Science Daily has a report on investigation of animal sense of direction. (here) R. Langston found that baby rats have a space map before they can see or navigate outside the nest.
The research team implanted miniature sensors in rat pups before their eyes had opened (and thus before they were mobile). That enabled the researchers to record neural activity when the rat pups left the nest for the first time to explore a new environment.
The researchers were not only able to see that the rats had working navigational neurons right from the beginning, but they were also able to see the order in which the cells matured.
The first to mature were head direction cells. These neurons are exactly what they sound like — they tell the animal which direction it is heading, and are thought to enable an internal inertia-based navigation system, like a compass. “These cells were almost adult-like right from the beginning,” Langston says.
The next cells to mature were the place cells, which are found in the hippocampus. These cells represent a specific place in the environment, and in addition provide contextual information — perhaps even a memory — that might be associated with the place. Last to mature were grid cells, which provide the brain with a geometric coordinate system that enables the animal to figure out exactly where it is in space and how far it has travelled. Grid cells essentially anchor the other cell types to the outside world so that the animal can reliably reproduce the mental map that was made last time it was there.
It has been assumed by many, for a long time that our 3D space perception is hard-wired and not gained from experience of space. This and similar research seems to confirm that assumption.
I don’t know how this means 3D perception is hard-wired. Even if they mapped a 3D space - which they don’t - grid cells definitely don’t work like actual space. To see why this must be the case (experiments show this too), think just how many you would need to represent everywhere a rat could possibly travel. A rat that travels a sufficient distance would have to “go off its own grid” if the grid worked exactly like euclidean. Rats do solve this problem, but it means that its not quite like euclidean space - still leaving the question of how a coherent euclidean space comes to be.

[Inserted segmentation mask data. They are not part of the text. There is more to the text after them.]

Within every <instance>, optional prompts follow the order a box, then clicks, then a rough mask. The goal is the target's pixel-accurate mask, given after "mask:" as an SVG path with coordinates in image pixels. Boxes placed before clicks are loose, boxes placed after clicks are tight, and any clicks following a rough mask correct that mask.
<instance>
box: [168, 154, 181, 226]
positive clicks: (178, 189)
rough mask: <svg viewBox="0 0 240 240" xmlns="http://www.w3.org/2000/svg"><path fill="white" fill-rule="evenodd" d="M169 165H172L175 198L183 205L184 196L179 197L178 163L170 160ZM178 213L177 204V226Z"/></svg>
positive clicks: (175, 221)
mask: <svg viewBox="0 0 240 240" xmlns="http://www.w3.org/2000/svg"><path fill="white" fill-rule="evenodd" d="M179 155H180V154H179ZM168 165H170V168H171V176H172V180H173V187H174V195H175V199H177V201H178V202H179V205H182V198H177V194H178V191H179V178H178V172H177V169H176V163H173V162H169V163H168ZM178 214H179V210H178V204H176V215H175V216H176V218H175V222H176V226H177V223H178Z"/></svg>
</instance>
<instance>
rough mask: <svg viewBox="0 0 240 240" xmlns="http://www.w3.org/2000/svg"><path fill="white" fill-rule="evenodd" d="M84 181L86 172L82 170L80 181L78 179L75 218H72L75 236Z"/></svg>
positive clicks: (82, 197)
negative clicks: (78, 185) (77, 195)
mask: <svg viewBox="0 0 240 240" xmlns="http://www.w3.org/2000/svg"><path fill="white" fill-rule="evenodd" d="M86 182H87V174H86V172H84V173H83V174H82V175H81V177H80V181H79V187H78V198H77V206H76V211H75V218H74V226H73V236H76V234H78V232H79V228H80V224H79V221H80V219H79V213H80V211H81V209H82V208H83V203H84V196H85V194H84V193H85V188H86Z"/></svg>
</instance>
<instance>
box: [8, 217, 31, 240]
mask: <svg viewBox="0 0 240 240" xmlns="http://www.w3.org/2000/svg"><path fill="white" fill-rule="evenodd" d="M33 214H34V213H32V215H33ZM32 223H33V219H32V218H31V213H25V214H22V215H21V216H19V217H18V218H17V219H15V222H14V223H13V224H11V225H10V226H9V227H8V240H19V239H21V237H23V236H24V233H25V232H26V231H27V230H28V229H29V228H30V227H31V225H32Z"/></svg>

JK: Thank you very much for your comment. Three points - first, the quote did not mention border cells. These are cells that fire when activity moves to grid cells near the edge of the grid. The idea (not proven but generally accepted, I think) is that there is a store of ‘maps’ in the hippocampus. They are various scales and so on. A single map is selected and “superimposed on the grid”. When movement comes to the edge of the map then another is placed on the grid. Second point - I am not sure that the grid gives 3 dimensions. I would guess that it gives 2 plus ‘landmarks’ that give some depth to the perception. I presume that object perception has more to do with 3D perception then the navigation grid. Third point - I think the hard-wired support comes from the navigation system being ready to actually do some navigating before the rat can have created a navigation system by learning. So maybe I over-stated the case in calling it 3D space rather then ability to navigate - thanks for the correction. On the other hand, my belief that something as essential as our concept of space would be hard-wired has not been shaken by anything I have read to date. If we learn 3D space, we must learn it very, very quickly because we need it in place before we can learn most other things.